A little while back, I posted about an experiment: running the Microsoft Agent Framework (MAF) entirely offline on an Amazon Web Services (AWS) EC2 instance, paired with Ollama and a Docling MCP server. The goal was simple - test whether MAF could operate in a fully contained environment with no external API calls. It worked.
That experiment became the foundation for something bigger: an RFP Agent Factory.
Over the past while, I’ve built (with help from Claude) two working proof-of-concept agents - one for RFP response generation and one for RFP response assessment.

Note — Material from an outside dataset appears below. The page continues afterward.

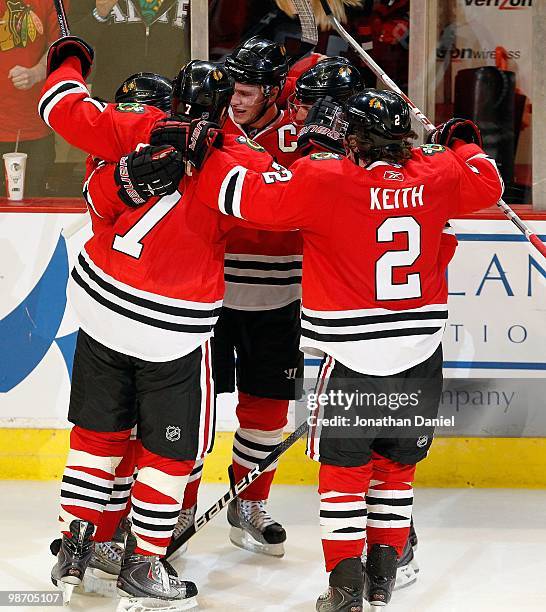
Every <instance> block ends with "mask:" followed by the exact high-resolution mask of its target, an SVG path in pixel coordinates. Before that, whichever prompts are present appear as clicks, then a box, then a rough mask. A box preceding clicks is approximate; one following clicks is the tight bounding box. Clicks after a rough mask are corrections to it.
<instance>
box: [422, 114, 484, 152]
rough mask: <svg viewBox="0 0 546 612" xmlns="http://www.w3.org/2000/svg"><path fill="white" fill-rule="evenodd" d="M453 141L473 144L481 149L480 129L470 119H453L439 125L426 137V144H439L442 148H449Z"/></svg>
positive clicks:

Both share a common architecture:
● Offline MAF agents powered by Ollama (Qwen3 8B in my case)
● Flexible ingestion via Docling MCP (PDF/Docx conversion)
● Lightweight RAG using ChromaDB
● Automated outputs written directly to Word (.docx) - including reasoning
● No human intervention required - the agents can wake up, process whatever files are in a folder, produce the draft output, and go back to sleep (i.e. cron job wrapper).

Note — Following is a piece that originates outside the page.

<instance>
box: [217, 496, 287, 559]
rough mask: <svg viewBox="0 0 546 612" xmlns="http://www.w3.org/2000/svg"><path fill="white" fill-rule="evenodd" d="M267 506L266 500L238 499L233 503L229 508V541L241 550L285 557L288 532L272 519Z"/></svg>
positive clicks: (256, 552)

These PoCs aren’t polished (yet), but they work - and more importantly, they can scale.
Why bother with an “RFP Agent factory”?
Because two of the most expensive, time-consuming (and frankly, painful) processes in many organisations are (I’ve been on both sides of these):
● RFP preparation (sales and pursuit teams burn hours aligning capabilities to requirements)
● RFP assessment (procurement teams and downstream evaluators spend days scoring responses)
(Repo link https://github.com/steveh250/MAF-RFP-Factory)
So many opportunities for future development.